Dies ist ein GASTBEITRAG von KATHARINA VON ALLMEN:

Ich würde mich ja als wandererfahren beizeichen, kann topografische Karten lesen und mich im Gelände ganz ordentlich orientieren. In Spanien aber war ich bis anhin immer wieder froh um eine Führerin in Person, denn selbst die gut markierten Fernwanderwege in den Pyrenäen bergen so ihre Tücken. Spanischsprachige Wanderführer sind ein unglaubliches poetisches Erlebnis für Deutschsprachige – die Wegbeschreibungen jedoch erweisen sich trotz malerischster Elegien auf die landschaftlichen Reize meist weder als orientlierungsstiftend noch als hilfreich. Wie oft habe ich mich schon verzweifelt mit so einem wie von Kinderhand gezeichneten Kartenausschnittchen und einer beeindruckend wortgewaltigen Explikation an Dorfbewohner oder andere Wanderer gewandt – bis anhin immer mit durchschlagendem Misserfolg, denn auch „Ureinwohnern“ gelingt es offenbar nicht, sich mithilfe dieser Anleitungen zu orientieren. Irgendwie scheinen sie sich aber davon weniger verunsichern zu lassen als unsereiner.

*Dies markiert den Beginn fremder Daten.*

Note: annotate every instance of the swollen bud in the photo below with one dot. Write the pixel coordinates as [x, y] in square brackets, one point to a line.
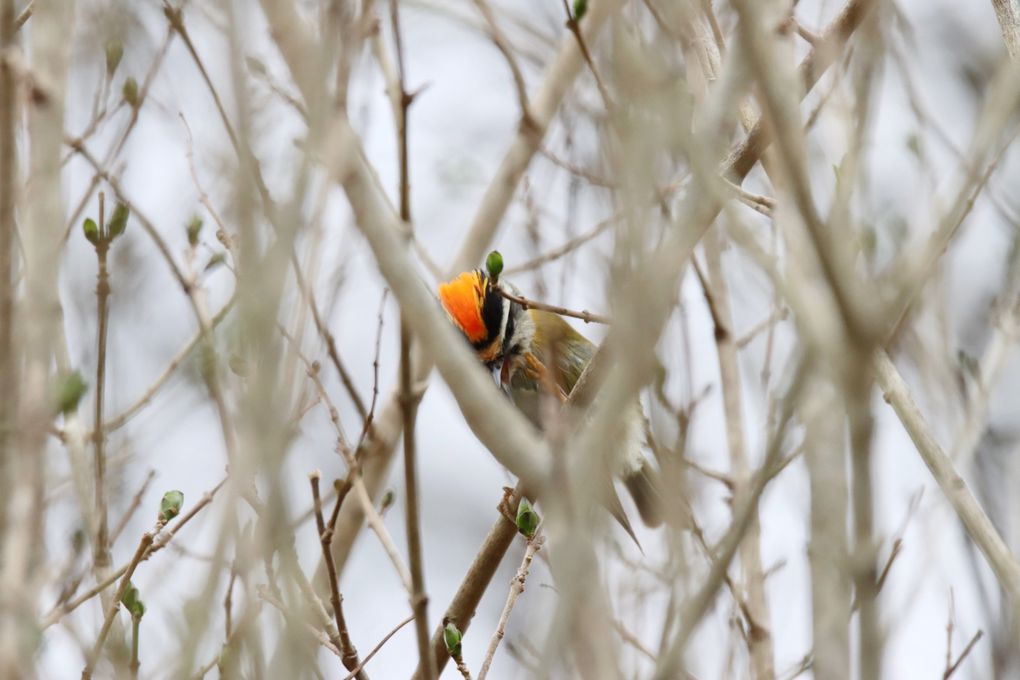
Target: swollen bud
[130, 91]
[132, 602]
[169, 507]
[494, 265]
[91, 230]
[194, 229]
[70, 388]
[118, 222]
[527, 519]
[114, 52]
[452, 636]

Ein Weg allerdings ist aus markiertechnische Sicht exzellent erschlossen. Es ist der wohl am meist begangene Pfad in diesem Land – der Camino de Santiago . Unmissverständliche gelbe Pfeile, Kilometerangaben und immer wieder die Muschelzeichen sind so zahlreich, dass man sich kräftig anstrengen müsste, um vom Weg abzukommen. Und nebst verlässlichen deutschsprachigen Wanderführern wie Rother existieren auch gute und aktuelle spanische Führer, mit vielen nützlichen, aktuellen und korrekten(!) Informationen und Telefonnummern.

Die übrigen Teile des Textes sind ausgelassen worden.